Он брел все дальше и дальше. Вот вода дошла ему до пояса, до груди.
Корда Старик от рассказа о рыжей собаке Гембали перешел к своему сыну и Марцину-дураку, он удобно лежал в полупрозрачной тени кустов. Ему было тепло. Солнце здорово припекало, но в тени жара не ощущалась, и свет не резал глаза. Одежда Старика подсохла, но он не оделся — надобности не было. Вода, светлая на мелких местах и зеленая на глубине, текла спокойно. По реке время от времени плыла пена, похожая на огромные плевки. Кромка берега была нездорового мертвенного цвета, а повыше зеленели заросли ивняка.
Старик лежал на боку и придерживал грыжу, ему, видно, было хорошо; все реже содрогался он от икоты — солнечное тепло делало свое дело. Иногда в поисках местечка потеплее он высовывал руку или ногу из тени и клал на светлые полосы песка, нагретые солнцем.
Ворочаясь в поисках местечка потеплее, он был как ребенок, который нежится и, хотя ему хорошо, привередничает и ищет чего-то лучшего.
С другого берега доносились звуки духового оркестра, праздник, видно, был в разгаре.
Перевозчик то и дело плыл к тому берегу, чтобы перевезти нарядных молодых людей, которым не терпелось поскорей попасть на гулянье.
Старик долго находился во власти воспоминаний о глупом Марцине. «Дурак, — говорил он, — мог ошибиться, соврать. Предсказывая, что деревню зальет вода, он соврал, но не совсем — над деревней уже тогда нависла беда, и вот ее уже нет, значит, Марцин врал, да не совсем.
Марцин был рослый, сильный, одним словом, видный парень. Черноволосый. Бабы говорили, красавец, но разве дурака назовешь красивым, когда он вылупит глазищи и уставится в одну точку. Как по-твоему, может дурак быть красивым? Дурак, он предчувствует, ну, к примеру, что над деревней нависла беда, но что именно угрожает деревне, он сказать не может. Как ты думаешь, он может знать правду?
Когда он сгорел, мне вдруг страшно захотелось, чтобы он был жив, тогда бы я у него спросил: правду он мне оказал на выгоне под вербами или соврал? А может, оно и лучше, что он сгорел; вдруг это оказалось бы правдой.

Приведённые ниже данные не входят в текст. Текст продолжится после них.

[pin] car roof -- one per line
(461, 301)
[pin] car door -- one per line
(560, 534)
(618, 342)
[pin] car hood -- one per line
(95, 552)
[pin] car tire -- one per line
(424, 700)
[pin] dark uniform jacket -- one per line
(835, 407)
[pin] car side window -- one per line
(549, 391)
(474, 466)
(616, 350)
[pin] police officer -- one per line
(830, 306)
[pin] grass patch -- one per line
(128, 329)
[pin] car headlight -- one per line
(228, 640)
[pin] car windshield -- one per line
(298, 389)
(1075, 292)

Когда дурак еще был жив, я мог бы его спросить, но не спросил, побоялся. Я даже подкрался к нему однажды и чуть не спросил: «Марцин, помнишь, что сказал ты мне у той вербы?» — и, подтверди он, я бы поверил.
Но я не спросил, а потом ломал себе над этим голову.
Раньше выйдешь в поле и знаешь — оно твое, и что нужно сделать, тоже знаешь. Стоишь посреди поля и забываешь про Марцина. Сын — сыном, но ведь было еще поле, а теперь, когда только сын остался, я все чаще вспоминаю слова глупого Марцина.
Баба моя умерла, когда сын маленький был; наколола палец проволокой и умерла от заражения крови; а дурак сказал мне про это, когда ее уже в живых не было, я состарился, а сын — вырос. Шепнул мне под вербой словечко, и стал я думать и вспоминать, не видел ли я его на похоронах жены. Кажется, дурак стоял у обочины дороги и смотрел, когда мы на кладбище шли. Я подумал еще, видно, у него добрая душа, раз он так смотрит. Но был ли он на кладбище, не помню, ведь с тех пор прошло столько лет. Сдается, не был, хотя он мог стоять где-нибудь в стороне. Подойди он тогда к могиле, я бы его полюбил, потому что еще ничего не знал в то время. Ведь он признался мне много лет спустя, когда пошли толки про город».